The group also has to pay for the printing of posters and flyers and the wages of those who hand out the flyers, she noted.

They have only 12 days left to raise the money.

Last week, they launched a project on Kickstarter, an online funding platform for creative endeavours. They’ve raised almost $500 to date, said Leuchtenmueller.

They hope to get the word out about Imaginary Radio beyond their L.A. fan base, friends and family.

“This is a great way to promote young artists trying to do something new and unique and help them take it to the worldwide stage,” she said. “If you donate, you get your name attached to our show, too. We’ll mention you in our thank-you song and there are giveaways like T-shirts and stickers. . . . We remember everyone who donates and we’ll be thanking them personally.”

If they don’t meet the target, Imaginary Radio will borrow the money but, as Davis said in their Kickstarter video, as “starving artists,” that’s their last resort.

Leuchtenmueller, who has her Grade 10 in piano, has been working with Davis in Imaginary Radio for over a year.

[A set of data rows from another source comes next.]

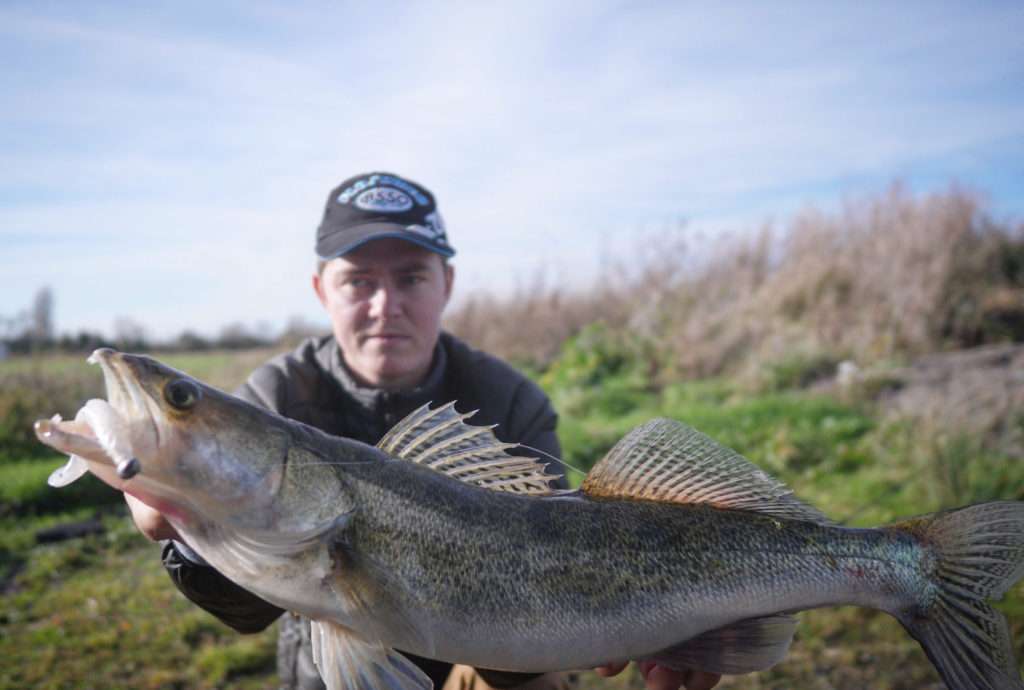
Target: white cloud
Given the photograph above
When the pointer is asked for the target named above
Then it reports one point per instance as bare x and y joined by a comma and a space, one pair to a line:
172, 162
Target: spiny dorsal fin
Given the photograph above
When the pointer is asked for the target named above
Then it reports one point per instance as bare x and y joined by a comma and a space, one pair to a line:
441, 440
665, 460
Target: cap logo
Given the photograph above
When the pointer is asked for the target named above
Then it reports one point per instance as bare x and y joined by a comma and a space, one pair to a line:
384, 200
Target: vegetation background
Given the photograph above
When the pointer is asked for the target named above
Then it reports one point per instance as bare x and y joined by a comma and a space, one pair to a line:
871, 358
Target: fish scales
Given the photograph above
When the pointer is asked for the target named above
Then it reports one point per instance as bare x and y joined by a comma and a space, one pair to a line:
438, 543
474, 555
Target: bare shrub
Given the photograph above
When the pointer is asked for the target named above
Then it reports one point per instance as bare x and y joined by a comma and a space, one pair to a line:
886, 277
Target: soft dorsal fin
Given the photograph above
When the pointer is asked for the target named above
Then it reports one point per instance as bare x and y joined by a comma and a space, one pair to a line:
665, 460
441, 440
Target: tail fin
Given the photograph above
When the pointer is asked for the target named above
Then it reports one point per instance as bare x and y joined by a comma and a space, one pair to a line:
979, 555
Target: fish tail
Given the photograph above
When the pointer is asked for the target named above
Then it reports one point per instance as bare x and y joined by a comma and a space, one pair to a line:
975, 554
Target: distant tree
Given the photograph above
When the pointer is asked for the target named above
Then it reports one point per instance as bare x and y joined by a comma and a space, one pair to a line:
42, 317
297, 329
239, 337
129, 335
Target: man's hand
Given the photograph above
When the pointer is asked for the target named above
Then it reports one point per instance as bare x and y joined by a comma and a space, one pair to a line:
151, 521
663, 678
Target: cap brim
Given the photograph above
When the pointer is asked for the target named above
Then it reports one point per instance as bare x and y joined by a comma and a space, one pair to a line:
342, 243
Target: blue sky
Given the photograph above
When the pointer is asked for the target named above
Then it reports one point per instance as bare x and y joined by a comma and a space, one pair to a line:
169, 162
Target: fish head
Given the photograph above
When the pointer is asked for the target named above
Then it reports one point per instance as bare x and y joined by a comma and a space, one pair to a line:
194, 451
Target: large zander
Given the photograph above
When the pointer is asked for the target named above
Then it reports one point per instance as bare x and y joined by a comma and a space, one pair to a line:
439, 544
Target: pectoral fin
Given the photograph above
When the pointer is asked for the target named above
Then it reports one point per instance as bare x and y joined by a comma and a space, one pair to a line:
69, 472
743, 647
665, 460
346, 661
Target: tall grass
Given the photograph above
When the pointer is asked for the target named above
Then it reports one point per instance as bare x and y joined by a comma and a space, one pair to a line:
887, 277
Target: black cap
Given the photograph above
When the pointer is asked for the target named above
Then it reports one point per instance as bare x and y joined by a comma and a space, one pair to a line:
380, 205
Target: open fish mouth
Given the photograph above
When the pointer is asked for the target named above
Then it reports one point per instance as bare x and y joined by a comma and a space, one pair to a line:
105, 434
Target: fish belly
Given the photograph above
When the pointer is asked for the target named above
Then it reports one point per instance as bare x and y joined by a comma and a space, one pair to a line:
522, 584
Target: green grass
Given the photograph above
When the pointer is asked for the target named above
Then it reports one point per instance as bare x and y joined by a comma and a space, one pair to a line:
99, 611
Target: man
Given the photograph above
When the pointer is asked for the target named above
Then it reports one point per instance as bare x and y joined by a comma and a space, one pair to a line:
384, 279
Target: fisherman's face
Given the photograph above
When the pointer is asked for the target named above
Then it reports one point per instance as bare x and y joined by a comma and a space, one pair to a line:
385, 301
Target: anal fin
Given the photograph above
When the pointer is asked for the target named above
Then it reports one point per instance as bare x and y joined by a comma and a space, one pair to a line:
346, 661
743, 647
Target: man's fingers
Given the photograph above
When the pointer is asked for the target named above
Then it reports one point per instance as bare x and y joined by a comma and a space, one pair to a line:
700, 680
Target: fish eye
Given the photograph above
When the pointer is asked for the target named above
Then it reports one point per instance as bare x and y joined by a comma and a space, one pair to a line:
181, 393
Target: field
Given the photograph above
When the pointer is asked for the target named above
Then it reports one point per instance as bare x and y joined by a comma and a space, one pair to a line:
871, 359
98, 611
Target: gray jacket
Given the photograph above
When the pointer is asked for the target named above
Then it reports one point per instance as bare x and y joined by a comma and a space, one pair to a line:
312, 385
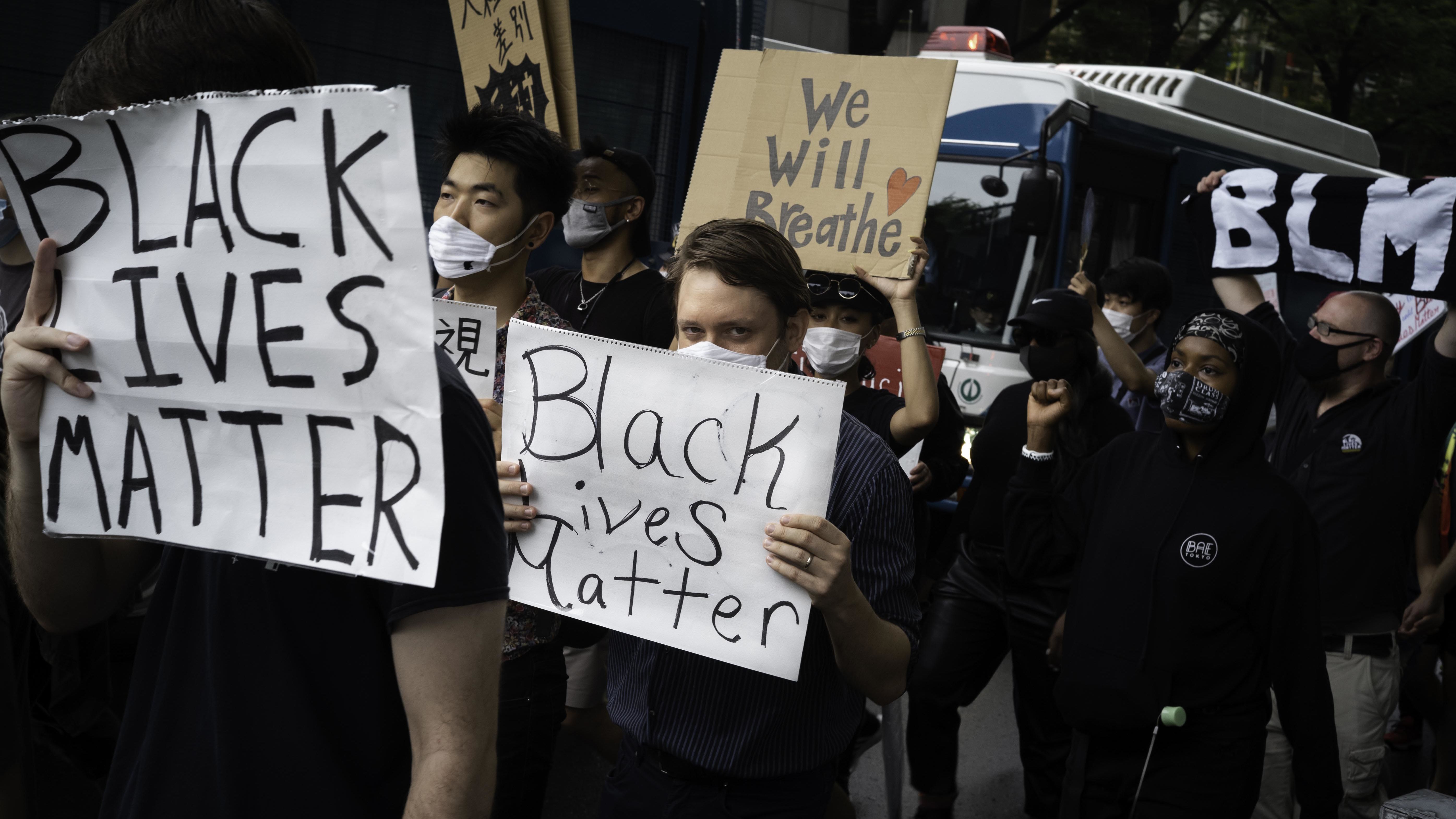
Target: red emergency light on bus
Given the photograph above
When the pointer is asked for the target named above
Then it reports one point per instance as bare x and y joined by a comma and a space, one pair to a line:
982, 40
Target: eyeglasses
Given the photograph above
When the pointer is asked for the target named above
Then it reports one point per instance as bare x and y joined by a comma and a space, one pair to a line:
1326, 328
820, 285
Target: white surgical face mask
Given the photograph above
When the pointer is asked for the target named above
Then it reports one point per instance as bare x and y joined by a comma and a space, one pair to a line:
459, 251
830, 350
710, 350
586, 224
1123, 324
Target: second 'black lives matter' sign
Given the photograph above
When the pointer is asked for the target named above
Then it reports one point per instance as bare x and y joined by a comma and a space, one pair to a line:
251, 274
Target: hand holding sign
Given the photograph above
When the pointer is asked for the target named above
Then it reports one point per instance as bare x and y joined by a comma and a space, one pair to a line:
813, 553
28, 365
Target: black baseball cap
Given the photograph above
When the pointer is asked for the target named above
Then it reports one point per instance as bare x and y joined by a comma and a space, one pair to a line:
849, 291
636, 167
1059, 311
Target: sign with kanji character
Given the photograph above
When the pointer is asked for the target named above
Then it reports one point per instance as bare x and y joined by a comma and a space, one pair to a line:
518, 56
466, 333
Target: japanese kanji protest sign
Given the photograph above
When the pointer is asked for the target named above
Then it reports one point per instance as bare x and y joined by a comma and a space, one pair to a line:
466, 333
834, 151
509, 55
654, 476
248, 270
1391, 235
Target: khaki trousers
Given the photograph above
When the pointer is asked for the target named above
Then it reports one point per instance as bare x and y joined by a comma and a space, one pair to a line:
1366, 691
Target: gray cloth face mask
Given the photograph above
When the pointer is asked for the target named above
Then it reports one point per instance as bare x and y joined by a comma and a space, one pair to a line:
586, 224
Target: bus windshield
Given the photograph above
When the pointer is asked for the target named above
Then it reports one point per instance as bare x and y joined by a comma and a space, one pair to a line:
976, 261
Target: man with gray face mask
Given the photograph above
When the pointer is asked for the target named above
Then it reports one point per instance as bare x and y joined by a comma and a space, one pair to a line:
615, 294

“I’ve always wanted to do comedy but I didn’t know where to start.”

A 2002 graduate of Lindsay Thurber Comprehensive High School, Leuchtenmueller attended the music program at Red Deer College and then took a film program in Vancouver before moving to L.A. to pursue her interest in stand-up comedy and music.

She looked up open-mic nights online and went to as many of them as she could while working her day job as a CBS assistant.

She started getting shows about six months later, she said.

During one of these shows, she met Davis.

“We hung out and we played together and within an hour we had a funny song and we decided to just keep doing it and he had the idea to start Imaginary Radio and incorporate a whole bunch of different types of music,” she said.

“We started performing all over L.A. and it was awesome, people really liked it. Then one day last fall, an Edinburgh scout was at one of our shows at Meltdown Comics, an alternative theatre, and we didn’t even know he was there and he invited us a few months later to participate in the fringe festival.”

For Edinburgh, expect to see more British humour in Imaginary Radio, said Leuchtenmueller, who noted she’d been watching as many BBC shows as she could.

And there will be some elements of her Canadian upbringing visible, too, as always, she said.

“I talk about our Canadian winters, the more Alberta-country kind of stuff and I bring in a lot of Bare Naked Ladies and The Tragically Hip songs.”

The Edinburgh Fringe Festival runs from Aug. 3 to 27.